In terms of s280 of the Criminal Procedure Act, 51 of 1977, it is ordered that each of the sentences on counts 46, 47, 50, 51, 99, 100, 101, 102, 103, 104, 106, 108 and 109 is to run concurrently with the sentence on count 2.
The effective sentence is therefore 15 years imprisonment.
[189] ACCUSED NO 4, TONY PETER DU TOIT
COUNT 2
(Contravening s2(1)(e) of the Prevention of Organised Crime Act, 121 of 1998 – participation in the affairs of an enterprise which conducts its affairs through a pattern of racketeering activity)
15 years imprisonment
COUNTS 14, 15, 16, 17, 19, 21, 22, 23, 25, 26, 27, 28, 29, 30, 31, 32, 34, 35, 38, 39, 41, 42, 43, 48, 105, 107, 115 and 116
(Contravening Regulation 39(1)(a) of the Regulations as promulgated under Government Notice R1111 and published in Government Gazette 19205 of 2 September 1998 – unlawful possession of abalone for commercial purposes)

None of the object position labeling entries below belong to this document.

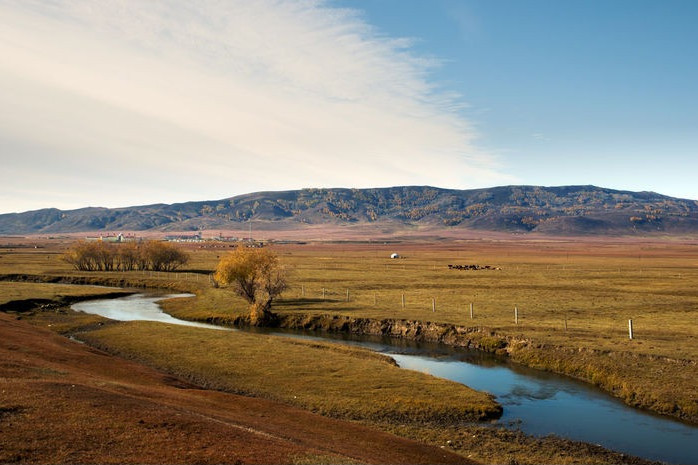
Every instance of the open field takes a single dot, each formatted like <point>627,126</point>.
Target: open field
<point>209,426</point>
<point>574,301</point>
<point>64,402</point>
<point>592,287</point>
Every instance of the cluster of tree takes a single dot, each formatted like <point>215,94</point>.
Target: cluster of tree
<point>256,275</point>
<point>128,256</point>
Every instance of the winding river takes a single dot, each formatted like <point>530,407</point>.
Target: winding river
<point>535,402</point>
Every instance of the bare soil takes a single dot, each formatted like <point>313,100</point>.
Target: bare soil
<point>65,402</point>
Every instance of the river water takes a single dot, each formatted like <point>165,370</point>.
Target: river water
<point>137,307</point>
<point>535,402</point>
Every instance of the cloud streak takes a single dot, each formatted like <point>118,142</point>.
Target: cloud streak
<point>173,101</point>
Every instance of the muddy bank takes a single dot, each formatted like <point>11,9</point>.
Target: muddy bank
<point>62,302</point>
<point>627,376</point>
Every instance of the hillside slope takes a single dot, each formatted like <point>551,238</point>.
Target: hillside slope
<point>568,210</point>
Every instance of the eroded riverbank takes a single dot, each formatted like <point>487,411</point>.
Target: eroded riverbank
<point>534,402</point>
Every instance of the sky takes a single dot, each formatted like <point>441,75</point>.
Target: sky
<point>119,103</point>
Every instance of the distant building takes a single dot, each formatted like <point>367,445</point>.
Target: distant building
<point>184,237</point>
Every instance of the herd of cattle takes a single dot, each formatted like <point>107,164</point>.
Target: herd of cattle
<point>472,267</point>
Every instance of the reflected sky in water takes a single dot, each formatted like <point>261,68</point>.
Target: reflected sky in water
<point>537,402</point>
<point>137,307</point>
<point>542,403</point>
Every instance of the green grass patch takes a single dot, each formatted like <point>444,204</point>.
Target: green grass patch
<point>342,382</point>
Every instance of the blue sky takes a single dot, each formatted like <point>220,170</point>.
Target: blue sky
<point>568,92</point>
<point>117,103</point>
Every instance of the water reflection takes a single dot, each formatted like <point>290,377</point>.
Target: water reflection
<point>137,307</point>
<point>542,403</point>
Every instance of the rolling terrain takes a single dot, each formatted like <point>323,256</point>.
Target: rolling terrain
<point>559,211</point>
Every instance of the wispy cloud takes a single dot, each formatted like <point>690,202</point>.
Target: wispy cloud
<point>179,100</point>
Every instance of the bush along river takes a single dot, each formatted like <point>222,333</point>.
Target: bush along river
<point>536,402</point>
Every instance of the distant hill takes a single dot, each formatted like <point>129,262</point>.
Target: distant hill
<point>569,210</point>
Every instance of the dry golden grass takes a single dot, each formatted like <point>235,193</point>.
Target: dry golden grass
<point>593,286</point>
<point>336,381</point>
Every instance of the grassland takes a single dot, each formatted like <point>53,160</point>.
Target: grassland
<point>574,300</point>
<point>332,380</point>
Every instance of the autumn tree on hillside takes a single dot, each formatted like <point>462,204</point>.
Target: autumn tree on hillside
<point>102,256</point>
<point>256,275</point>
<point>163,256</point>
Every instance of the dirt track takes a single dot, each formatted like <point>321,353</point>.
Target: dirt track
<point>64,402</point>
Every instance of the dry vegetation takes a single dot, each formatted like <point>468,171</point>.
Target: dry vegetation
<point>339,382</point>
<point>595,286</point>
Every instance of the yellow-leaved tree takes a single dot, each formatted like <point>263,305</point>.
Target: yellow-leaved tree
<point>256,275</point>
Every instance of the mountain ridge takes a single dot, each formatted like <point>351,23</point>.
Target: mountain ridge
<point>559,210</point>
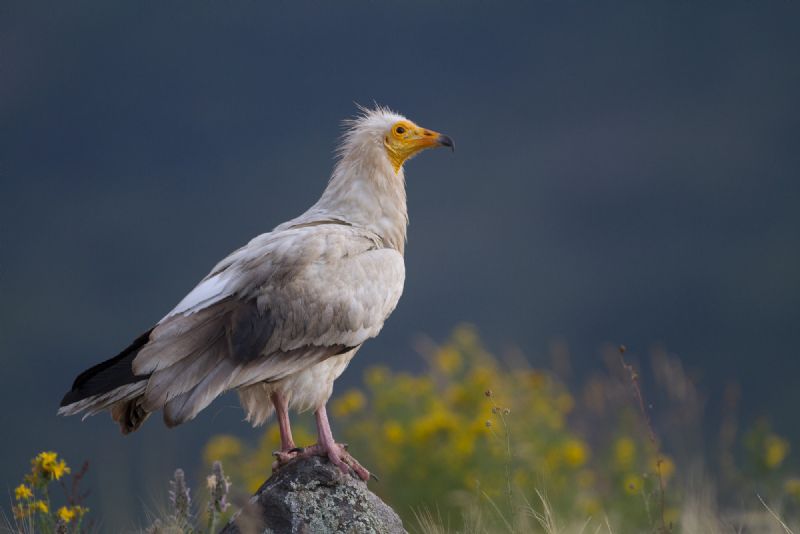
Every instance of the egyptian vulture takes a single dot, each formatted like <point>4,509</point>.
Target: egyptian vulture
<point>279,319</point>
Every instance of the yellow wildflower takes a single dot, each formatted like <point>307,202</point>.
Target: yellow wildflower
<point>393,432</point>
<point>624,452</point>
<point>66,514</point>
<point>48,464</point>
<point>351,402</point>
<point>775,450</point>
<point>632,484</point>
<point>575,453</point>
<point>21,511</point>
<point>23,492</point>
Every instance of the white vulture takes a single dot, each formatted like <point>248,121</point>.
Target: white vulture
<point>279,319</point>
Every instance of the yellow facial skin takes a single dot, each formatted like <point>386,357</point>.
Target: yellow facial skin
<point>405,139</point>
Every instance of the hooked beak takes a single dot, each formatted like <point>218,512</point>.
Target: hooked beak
<point>445,140</point>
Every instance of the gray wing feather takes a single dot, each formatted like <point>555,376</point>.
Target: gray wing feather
<point>273,308</point>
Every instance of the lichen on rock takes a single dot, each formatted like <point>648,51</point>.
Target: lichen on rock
<point>310,496</point>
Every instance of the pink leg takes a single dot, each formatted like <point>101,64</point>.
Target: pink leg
<point>325,446</point>
<point>282,413</point>
<point>335,452</point>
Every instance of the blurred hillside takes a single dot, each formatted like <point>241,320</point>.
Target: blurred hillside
<point>621,175</point>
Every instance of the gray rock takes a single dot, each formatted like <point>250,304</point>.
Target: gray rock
<point>310,496</point>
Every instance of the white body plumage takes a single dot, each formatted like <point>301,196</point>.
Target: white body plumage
<point>285,313</point>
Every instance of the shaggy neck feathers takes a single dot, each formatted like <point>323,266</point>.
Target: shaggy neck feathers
<point>364,189</point>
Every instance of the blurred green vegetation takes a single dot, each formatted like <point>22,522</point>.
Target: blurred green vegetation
<point>473,433</point>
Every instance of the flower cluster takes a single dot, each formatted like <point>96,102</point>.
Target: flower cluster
<point>471,429</point>
<point>32,498</point>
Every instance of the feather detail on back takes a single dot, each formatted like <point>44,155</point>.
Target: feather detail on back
<point>288,309</point>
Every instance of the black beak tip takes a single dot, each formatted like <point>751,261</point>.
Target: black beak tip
<point>445,140</point>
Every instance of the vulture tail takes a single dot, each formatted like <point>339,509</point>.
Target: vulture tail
<point>111,384</point>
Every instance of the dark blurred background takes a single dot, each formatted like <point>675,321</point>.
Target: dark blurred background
<point>625,172</point>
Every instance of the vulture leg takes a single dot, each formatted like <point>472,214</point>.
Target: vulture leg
<point>282,413</point>
<point>288,448</point>
<point>335,452</point>
<point>326,447</point>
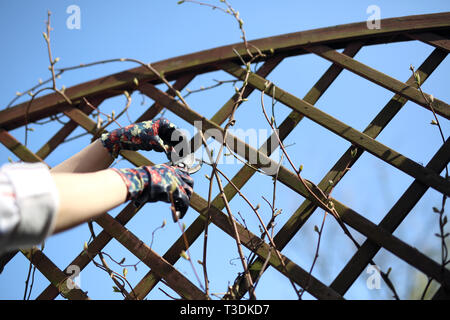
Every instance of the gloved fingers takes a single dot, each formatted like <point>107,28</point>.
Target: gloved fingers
<point>156,143</point>
<point>187,179</point>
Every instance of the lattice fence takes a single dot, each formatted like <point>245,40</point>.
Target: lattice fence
<point>433,30</point>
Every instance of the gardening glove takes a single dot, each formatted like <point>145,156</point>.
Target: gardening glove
<point>155,183</point>
<point>148,135</point>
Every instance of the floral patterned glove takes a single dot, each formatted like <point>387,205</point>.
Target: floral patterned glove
<point>155,183</point>
<point>148,135</point>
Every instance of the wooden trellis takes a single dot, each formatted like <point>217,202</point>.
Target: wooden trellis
<point>432,29</point>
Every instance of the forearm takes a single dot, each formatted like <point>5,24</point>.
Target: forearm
<point>92,158</point>
<point>84,196</point>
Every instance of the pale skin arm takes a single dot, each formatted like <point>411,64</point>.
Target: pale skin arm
<point>84,191</point>
<point>84,196</point>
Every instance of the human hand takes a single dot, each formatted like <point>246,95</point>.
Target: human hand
<point>159,183</point>
<point>148,135</point>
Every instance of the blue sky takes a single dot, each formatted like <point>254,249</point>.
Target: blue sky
<point>157,30</point>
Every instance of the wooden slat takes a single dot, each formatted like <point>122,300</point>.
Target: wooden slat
<point>65,131</point>
<point>432,39</point>
<point>205,61</point>
<point>53,274</point>
<point>156,108</point>
<point>336,173</point>
<point>349,216</point>
<point>22,152</point>
<point>172,255</point>
<point>410,92</point>
<point>357,138</point>
<point>298,275</point>
<point>164,269</point>
<point>97,245</point>
<point>390,222</point>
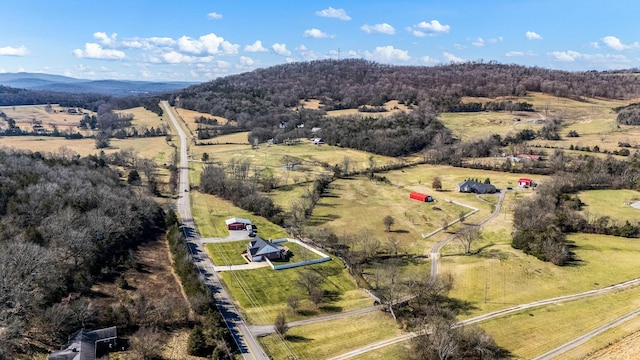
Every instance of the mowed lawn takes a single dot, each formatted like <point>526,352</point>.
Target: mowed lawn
<point>331,338</point>
<point>230,253</point>
<point>500,276</point>
<point>534,331</point>
<point>262,293</point>
<point>616,204</point>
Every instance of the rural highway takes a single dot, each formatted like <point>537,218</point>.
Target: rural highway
<point>246,342</point>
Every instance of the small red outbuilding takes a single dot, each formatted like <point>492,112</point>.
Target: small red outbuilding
<point>525,182</point>
<point>420,197</point>
<point>237,223</point>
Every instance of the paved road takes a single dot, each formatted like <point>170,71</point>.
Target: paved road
<point>261,330</point>
<point>434,254</point>
<point>247,343</point>
<point>584,338</point>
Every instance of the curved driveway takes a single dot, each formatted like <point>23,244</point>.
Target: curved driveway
<point>246,342</point>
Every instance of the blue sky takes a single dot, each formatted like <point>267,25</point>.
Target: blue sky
<point>199,40</point>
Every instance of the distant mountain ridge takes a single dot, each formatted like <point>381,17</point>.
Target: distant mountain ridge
<point>58,83</point>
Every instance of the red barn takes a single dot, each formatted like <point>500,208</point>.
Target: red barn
<point>420,197</point>
<point>237,223</point>
<point>525,182</point>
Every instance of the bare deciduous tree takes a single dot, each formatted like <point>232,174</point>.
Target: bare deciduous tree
<point>467,236</point>
<point>388,222</point>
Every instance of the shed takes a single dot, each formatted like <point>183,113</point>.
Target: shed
<point>87,345</point>
<point>420,197</point>
<point>525,182</point>
<point>237,223</point>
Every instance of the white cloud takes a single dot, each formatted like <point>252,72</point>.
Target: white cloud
<point>387,54</point>
<point>611,60</point>
<point>210,44</point>
<point>14,51</point>
<point>174,57</point>
<point>452,58</point>
<point>161,41</point>
<point>334,13</point>
<point>429,60</point>
<point>532,35</point>
<point>105,39</point>
<point>246,61</point>
<point>255,47</point>
<point>383,28</point>
<point>431,28</point>
<point>214,16</point>
<point>95,51</point>
<point>615,43</point>
<point>316,33</point>
<point>281,49</point>
<point>567,56</point>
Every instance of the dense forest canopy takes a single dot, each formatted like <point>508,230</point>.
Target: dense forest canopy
<point>64,223</point>
<point>353,83</point>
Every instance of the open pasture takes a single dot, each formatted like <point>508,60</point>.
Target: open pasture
<point>189,117</point>
<point>500,276</point>
<point>145,118</point>
<point>331,338</point>
<point>534,331</point>
<point>27,115</point>
<point>473,125</point>
<point>262,293</point>
<point>352,205</point>
<point>616,204</point>
<point>210,212</point>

6 months imprisonment on each count
COUNT 114
(Contravening s18(1) of the Marine Living Resources Act, 18 of 1998 – unlawfully operating an unlicensed fish procecessing establishment)
5 years imprisonment
The total period of imprisonment therefore is 34 years.
In terms of s280 of the Criminal Procedure Act, 51 of 1977, it is ordered that each of the sentences on counts 14, 15, 16, 17, 19, 21, 22, 23, 25, 26, 27, 28, 29, 30, 31, 32, 34, 35, 39, 41, 42, 43, 48, 105, 107, 114, 115 and 116 is to run concurrently with the sentence on count 2.
The effective sentence is therefore 15 years imprisonment.
[190] ACCUSED NO 5, JOHANNES EMIL LIEBENBERG
COUNT 116
(Contravening Regulation 39(1)(a) of the Regulations as promulgated under Government Notice R1111 and published in Government Gazette 19205 of 2 September 1998 – unlawful possession of abalone for commercial purposes)
1 year imprisonment fully suspended for 5 years on condition that the accused is not convicted of any contravention arising from the provisions of the Marine Living Resources Act, 18 of 1998 and committed during the period of suspension.